Toyota’s reputation is built on their legendary reliability, and they know their owners are proud of that.
Go to any Cars and Coffee and you’ll come across a Volvo or Mercedes with official high-mileage badges for every 100,000 miles, ticking off mileage milestones as proof of their car’s reliability. But did you know you can get something similar for free from Toyota?
If you own a Toyota that’s amassed at least 100,000 miles, you can e-mail Toyota at Toyota_Social@Toyota.com, inform them you’d like “mileage window cling” and they’ll send you these nifty decals you can place anywhere.

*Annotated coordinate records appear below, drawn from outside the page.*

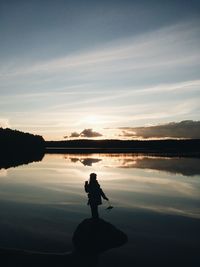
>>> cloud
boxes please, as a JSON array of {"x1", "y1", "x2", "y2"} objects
[
  {"x1": 119, "y1": 120, "x2": 200, "y2": 138},
  {"x1": 64, "y1": 128, "x2": 102, "y2": 138},
  {"x1": 0, "y1": 118, "x2": 10, "y2": 128}
]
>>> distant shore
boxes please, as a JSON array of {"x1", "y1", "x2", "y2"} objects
[{"x1": 45, "y1": 139, "x2": 200, "y2": 157}]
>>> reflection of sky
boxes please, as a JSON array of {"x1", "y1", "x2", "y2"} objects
[
  {"x1": 0, "y1": 154, "x2": 200, "y2": 262},
  {"x1": 0, "y1": 154, "x2": 200, "y2": 217}
]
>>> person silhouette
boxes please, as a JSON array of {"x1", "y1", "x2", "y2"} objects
[{"x1": 85, "y1": 173, "x2": 109, "y2": 219}]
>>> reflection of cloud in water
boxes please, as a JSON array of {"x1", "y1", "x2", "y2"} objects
[
  {"x1": 65, "y1": 154, "x2": 200, "y2": 176},
  {"x1": 65, "y1": 156, "x2": 102, "y2": 166},
  {"x1": 119, "y1": 157, "x2": 200, "y2": 176}
]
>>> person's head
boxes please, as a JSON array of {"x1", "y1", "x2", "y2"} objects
[{"x1": 90, "y1": 173, "x2": 97, "y2": 183}]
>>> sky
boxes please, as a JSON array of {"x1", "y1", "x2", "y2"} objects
[{"x1": 0, "y1": 0, "x2": 200, "y2": 140}]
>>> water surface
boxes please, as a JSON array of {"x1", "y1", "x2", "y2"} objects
[{"x1": 0, "y1": 154, "x2": 200, "y2": 266}]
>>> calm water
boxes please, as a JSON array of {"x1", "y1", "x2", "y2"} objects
[{"x1": 0, "y1": 154, "x2": 200, "y2": 266}]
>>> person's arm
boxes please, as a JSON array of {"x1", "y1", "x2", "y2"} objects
[
  {"x1": 100, "y1": 188, "x2": 109, "y2": 200},
  {"x1": 84, "y1": 181, "x2": 89, "y2": 193}
]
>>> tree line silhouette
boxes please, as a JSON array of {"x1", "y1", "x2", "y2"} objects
[{"x1": 0, "y1": 128, "x2": 45, "y2": 168}]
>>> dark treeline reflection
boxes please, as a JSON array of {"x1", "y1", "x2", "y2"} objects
[
  {"x1": 64, "y1": 153, "x2": 200, "y2": 176},
  {"x1": 0, "y1": 219, "x2": 127, "y2": 267},
  {"x1": 0, "y1": 128, "x2": 45, "y2": 169}
]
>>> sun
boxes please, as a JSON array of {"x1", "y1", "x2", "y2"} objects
[{"x1": 83, "y1": 115, "x2": 102, "y2": 125}]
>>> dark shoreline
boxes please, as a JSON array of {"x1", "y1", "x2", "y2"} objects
[{"x1": 45, "y1": 147, "x2": 200, "y2": 158}]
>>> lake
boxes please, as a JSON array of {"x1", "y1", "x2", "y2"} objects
[{"x1": 0, "y1": 154, "x2": 200, "y2": 266}]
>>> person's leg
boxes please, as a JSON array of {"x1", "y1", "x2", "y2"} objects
[{"x1": 90, "y1": 205, "x2": 99, "y2": 219}]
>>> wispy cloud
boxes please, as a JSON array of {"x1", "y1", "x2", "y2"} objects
[{"x1": 120, "y1": 120, "x2": 200, "y2": 138}]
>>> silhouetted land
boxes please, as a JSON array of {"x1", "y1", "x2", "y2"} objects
[
  {"x1": 0, "y1": 219, "x2": 128, "y2": 267},
  {"x1": 45, "y1": 139, "x2": 200, "y2": 156},
  {"x1": 0, "y1": 128, "x2": 45, "y2": 168}
]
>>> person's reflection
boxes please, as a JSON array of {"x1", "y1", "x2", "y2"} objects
[
  {"x1": 72, "y1": 219, "x2": 128, "y2": 267},
  {"x1": 85, "y1": 173, "x2": 108, "y2": 219}
]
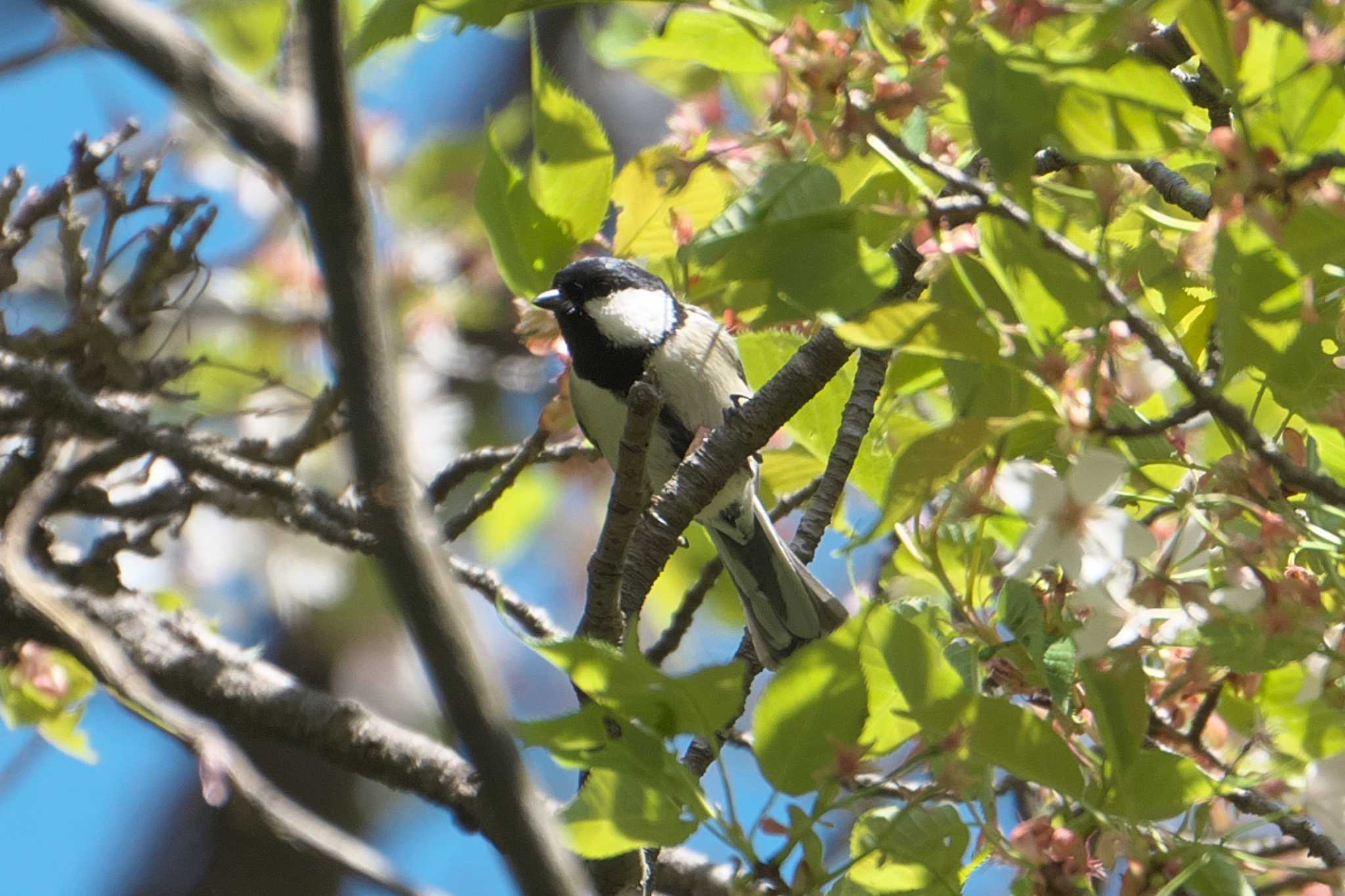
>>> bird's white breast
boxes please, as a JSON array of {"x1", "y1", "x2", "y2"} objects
[{"x1": 584, "y1": 288, "x2": 676, "y2": 345}]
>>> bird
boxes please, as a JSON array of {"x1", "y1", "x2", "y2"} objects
[{"x1": 533, "y1": 257, "x2": 847, "y2": 669}]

If you’re on Twitter, you can @Toyota with a photo of your odometer, (or not) and someone from their social media team will reach out to you.
Check out a handful of examples of what I mean below.
Congratulations, Nathan! 🙂 If you'd like a Mileage Window Cling to celebrate the occasion, let us know! Send us a message at Toyota_Social@Toyota.com. 🙂 pic.twitter.com/1zLUb8J24j— Toyota USA (@Toyota) October 29, 2018
Congrats on hitting 300k miles in your #Camry, Beth! If you'd like a Mileage Window Cling to celebrate the occasion, let us know! Send us a message at Toyota_Social@Toyota.com. 🙂 pic.twitter.com/nGtOG8yLg9— Toyota USA (@Toyota) October 18, 2018
Why are Toyotas so reliable, anyway?
A thorough explanation why Toyotas are so reliable comes courtesy of a Toyota employee who popped up on Reddit to explain Toyota’s legendary reliability. According to 555_till_666,
“Toyota is very conservative in implementing new tech. Their R&D has pretty advance tech, but for production, everything is validated (probably) twice as much compared to other carmakers, thus by the time it’s green lit for mass production, it’s old tech.
New tech adoption is so slow and difficult, it often frustrate even Toyota employees.“
Besides extensive R&D, Toyota tweaks and adjusts models depending on where that model is. A Toyota Corolla in California is very different from the same model in the United Arab Emirates.
“Toyota R&D, they have regional design houses, with the aim to “localized” parts design as much as possible, even the smallest design (engineering) details.”
“Vietnam tires have tickers sidewalls, because people on Hanoi like to climb over curbs. South Africa’s absorbers are 2mm thicker, because people less likely to brake when they see a rock. Air intakes for tropical countries are placed 15mm higher, because there have more floods. Tiny changes which are easily managed at parts manufacturing level, but have significant impact in reducing failure rate.“
While horsepower numbers, Nurburgring times, and 0-60 MPH blasts might be impressive, what’s more impressive is how a car company can bake in reliability from the get-go.
If you’re reading this, chances are you or someone you know has a Toyota over 100,000 miles. Let them know about these free decals, maybe clue them in why Toyotas are so reliable and, if you’re considering a car for the long haul, you know what brand to consider.